While the revelation of what is really going on is no great shakes and pretty predictable, Suspect Device makes up for this, and its distinct lack of budget, with a fast pace, lots of gun blazing action, some actual decent acting for this kind of flick and a groovy ending that makes you realize that, yeah, this film was a pretty fun ride. Howell certainly gives it his all despite the fact all he is asked to do is look confused, paranoid and shoot and fight lots of expendable extras.
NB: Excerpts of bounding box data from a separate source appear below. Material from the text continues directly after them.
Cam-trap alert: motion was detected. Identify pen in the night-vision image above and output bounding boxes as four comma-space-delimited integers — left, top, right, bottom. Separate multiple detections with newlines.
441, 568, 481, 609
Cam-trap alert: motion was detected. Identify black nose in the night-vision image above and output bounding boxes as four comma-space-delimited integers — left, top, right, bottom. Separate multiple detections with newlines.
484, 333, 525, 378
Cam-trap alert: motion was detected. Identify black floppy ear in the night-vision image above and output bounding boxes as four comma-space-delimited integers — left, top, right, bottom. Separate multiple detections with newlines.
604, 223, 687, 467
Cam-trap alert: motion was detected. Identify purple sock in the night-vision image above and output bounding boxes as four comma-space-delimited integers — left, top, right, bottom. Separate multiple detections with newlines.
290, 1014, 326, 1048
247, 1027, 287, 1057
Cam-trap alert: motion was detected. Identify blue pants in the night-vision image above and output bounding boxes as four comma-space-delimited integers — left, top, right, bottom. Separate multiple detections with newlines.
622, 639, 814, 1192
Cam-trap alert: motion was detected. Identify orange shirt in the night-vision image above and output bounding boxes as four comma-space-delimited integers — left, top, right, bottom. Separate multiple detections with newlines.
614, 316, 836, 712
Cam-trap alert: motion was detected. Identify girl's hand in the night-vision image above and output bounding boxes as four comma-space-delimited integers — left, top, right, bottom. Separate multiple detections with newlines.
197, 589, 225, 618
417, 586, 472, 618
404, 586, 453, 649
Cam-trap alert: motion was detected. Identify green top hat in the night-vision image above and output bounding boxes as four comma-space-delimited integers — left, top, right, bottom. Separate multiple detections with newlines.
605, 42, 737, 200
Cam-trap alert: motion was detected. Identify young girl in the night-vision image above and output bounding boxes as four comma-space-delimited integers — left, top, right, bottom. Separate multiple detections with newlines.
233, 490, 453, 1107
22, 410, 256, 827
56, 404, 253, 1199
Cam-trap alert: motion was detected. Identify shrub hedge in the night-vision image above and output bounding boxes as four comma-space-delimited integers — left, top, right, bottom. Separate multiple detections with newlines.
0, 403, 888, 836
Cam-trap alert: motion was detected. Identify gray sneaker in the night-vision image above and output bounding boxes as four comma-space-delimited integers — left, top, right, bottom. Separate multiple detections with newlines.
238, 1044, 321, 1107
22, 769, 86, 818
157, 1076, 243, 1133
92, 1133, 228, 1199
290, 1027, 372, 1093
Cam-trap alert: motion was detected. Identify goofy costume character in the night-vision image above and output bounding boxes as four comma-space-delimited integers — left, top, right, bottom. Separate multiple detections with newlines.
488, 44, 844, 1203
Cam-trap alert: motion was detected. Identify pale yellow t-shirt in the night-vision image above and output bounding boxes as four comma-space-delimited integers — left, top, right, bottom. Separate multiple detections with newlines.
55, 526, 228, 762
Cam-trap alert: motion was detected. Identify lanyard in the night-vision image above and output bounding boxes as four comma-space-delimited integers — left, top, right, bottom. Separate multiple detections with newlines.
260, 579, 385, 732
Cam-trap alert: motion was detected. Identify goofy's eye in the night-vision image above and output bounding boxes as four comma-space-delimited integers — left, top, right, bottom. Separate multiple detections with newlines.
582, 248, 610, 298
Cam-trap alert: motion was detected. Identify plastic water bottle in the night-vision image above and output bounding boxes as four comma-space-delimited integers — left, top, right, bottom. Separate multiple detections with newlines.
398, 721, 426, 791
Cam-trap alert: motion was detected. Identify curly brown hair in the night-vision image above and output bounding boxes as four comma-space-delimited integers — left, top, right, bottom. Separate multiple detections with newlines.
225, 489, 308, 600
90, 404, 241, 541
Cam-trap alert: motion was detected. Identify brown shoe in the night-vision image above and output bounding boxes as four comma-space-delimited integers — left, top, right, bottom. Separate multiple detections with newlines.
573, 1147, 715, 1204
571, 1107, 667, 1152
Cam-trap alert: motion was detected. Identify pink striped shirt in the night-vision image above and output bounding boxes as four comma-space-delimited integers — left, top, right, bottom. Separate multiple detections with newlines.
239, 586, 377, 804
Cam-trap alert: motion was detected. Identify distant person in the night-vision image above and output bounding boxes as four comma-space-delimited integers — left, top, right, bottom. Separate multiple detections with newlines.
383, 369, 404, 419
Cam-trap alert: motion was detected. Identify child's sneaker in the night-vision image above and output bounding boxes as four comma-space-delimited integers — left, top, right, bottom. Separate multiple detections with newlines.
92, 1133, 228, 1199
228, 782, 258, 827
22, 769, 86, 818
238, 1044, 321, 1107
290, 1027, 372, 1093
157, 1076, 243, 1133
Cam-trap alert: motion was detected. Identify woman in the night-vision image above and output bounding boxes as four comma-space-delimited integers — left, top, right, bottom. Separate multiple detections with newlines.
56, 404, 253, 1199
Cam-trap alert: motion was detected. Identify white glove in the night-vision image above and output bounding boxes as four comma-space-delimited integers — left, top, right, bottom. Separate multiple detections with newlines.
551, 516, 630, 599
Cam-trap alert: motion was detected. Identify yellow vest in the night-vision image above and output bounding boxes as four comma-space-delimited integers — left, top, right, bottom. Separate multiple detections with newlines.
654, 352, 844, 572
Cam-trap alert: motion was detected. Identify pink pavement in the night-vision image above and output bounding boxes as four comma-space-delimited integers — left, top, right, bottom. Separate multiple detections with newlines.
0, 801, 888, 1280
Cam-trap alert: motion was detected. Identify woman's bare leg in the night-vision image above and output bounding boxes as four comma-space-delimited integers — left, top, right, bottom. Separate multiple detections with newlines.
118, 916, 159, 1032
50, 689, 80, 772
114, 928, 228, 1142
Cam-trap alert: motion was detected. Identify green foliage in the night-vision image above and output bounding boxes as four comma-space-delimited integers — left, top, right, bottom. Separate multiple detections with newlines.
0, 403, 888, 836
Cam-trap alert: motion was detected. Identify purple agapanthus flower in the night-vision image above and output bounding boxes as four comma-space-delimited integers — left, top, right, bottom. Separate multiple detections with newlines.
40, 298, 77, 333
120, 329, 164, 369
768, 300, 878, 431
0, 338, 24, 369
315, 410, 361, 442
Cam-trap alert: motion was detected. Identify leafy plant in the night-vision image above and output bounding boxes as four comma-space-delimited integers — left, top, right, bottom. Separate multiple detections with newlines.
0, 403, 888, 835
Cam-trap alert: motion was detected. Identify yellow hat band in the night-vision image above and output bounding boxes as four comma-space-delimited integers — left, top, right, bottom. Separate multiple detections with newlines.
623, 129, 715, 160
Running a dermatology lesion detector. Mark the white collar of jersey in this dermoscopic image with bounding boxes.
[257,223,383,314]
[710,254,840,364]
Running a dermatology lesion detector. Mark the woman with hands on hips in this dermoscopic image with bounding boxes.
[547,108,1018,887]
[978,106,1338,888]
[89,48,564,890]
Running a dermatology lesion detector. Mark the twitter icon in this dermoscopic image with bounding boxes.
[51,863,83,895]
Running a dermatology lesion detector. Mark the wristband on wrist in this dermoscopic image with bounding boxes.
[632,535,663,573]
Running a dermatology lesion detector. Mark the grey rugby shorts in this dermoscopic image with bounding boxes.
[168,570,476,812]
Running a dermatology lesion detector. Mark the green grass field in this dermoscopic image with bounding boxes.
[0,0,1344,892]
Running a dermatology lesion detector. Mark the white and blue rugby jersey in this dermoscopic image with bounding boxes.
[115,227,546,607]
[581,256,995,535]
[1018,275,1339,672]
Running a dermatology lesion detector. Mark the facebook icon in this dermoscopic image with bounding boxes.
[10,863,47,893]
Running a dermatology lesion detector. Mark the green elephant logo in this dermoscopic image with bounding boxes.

The paranoid slant is jettisoned far too quickly in favour of lots of shoot-outs: where nobody can hit Howell, despite being only a few feet in front of him, and he’s a crack-shot who guns down everybody in squibtastic fashion. The gunfights do get a little repetitive but there is plenty of fist fighting come the finale when Howell has to take on a couple of super soldier type dudes.

B-movie stalwarts Jonathan Fuller (Pit and the Pendulum) and John Beck (Project Viper) make for fun bad guys and the acting isn’t too shabby for this kind of low budget flick. Cheap it may be (with its fair share of continuity gaffs and “What the..” moments) but this is action packed fun from the Roger Corman stable. Plus, the neat little twist at the end makes me wish they had made a sequel!